Ingredients

The following ingredients have 4 Servings
  • 4 tbsp Cashew Nut
  • 1/2 kg Baby Potato (If baby potatoes are not available, use regular potatoes cut into small pieces)
  • 4 tbsp Vegetable Oil
  • 3-4 Cloves
  • 1 inch Cinnamon Stick
  • 2 Black Cardamom
  • 5-6 Black Peppercorns
  • 1-1/2 cup Onion (finely chopped)
  • 2 tsp Ginger Garlic Paste
  • 2 Green Chillies (slit into half)
  • 1/4 cup Tomato Puree
  • 1/2 cup Yogurt
  • 1 tsp All Purpose Flour
  • 2 tsp Coriander Powder
  • 1/2 tsp Turmeric Powder
  • 2 tsp Kashmiri Red Chilli Powder
  • 1/2 tsp Garam Masala Powder
  • Salt (to taste)
  • 1 tsp Honey
  • 1 tsp Lemon Juice
  • 2 tbsp Fresh Cream

Instruction

  • Soak cashew nuts in a little water for 10 minutes.
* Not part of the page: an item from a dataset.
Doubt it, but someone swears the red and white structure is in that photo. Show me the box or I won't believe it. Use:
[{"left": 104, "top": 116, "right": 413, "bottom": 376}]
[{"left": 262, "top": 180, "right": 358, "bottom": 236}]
Grind the cashew nuts with a little water to make a paste. Keep aside.
  • Wash the potatoes and prick them with a toothpick.
  • Boil them in salted water, just until soft. Do not over cook otherwise they will become mushy.
  • Peel the potatoes and fry them in hot oil till golden brown. Drain and keep aside.
  • Heat oil in a pan. When the oil is hot add cloves, cinnamon, black cardamom and black peppercorn and fry for a few seconds.
  • Add onion and fry till translucent.
  • Add ginger garlic paste and green chilies and fry till golden brown.
  • Now add tomato puree and cook for a minute.
  • Add yogurt, all purpose flour, coriander powder, turmeric powder, red chilli powder, garam masala powder and salt in the pan and cook for 2-3 minutes.
  • Add the cashew nut paste and cook for 2-3 minutes.
  • Now add two cups of water and fried potatoes and bring to a boil.
  • Simmer the heat and cook till oil separate on the sides of the pan.
  • Add honey, lemon juice, fresh cream and little more water and cook for another minute. Garnish with fresh coriander.
  • Serve hot with Naan or Laccha Paratha.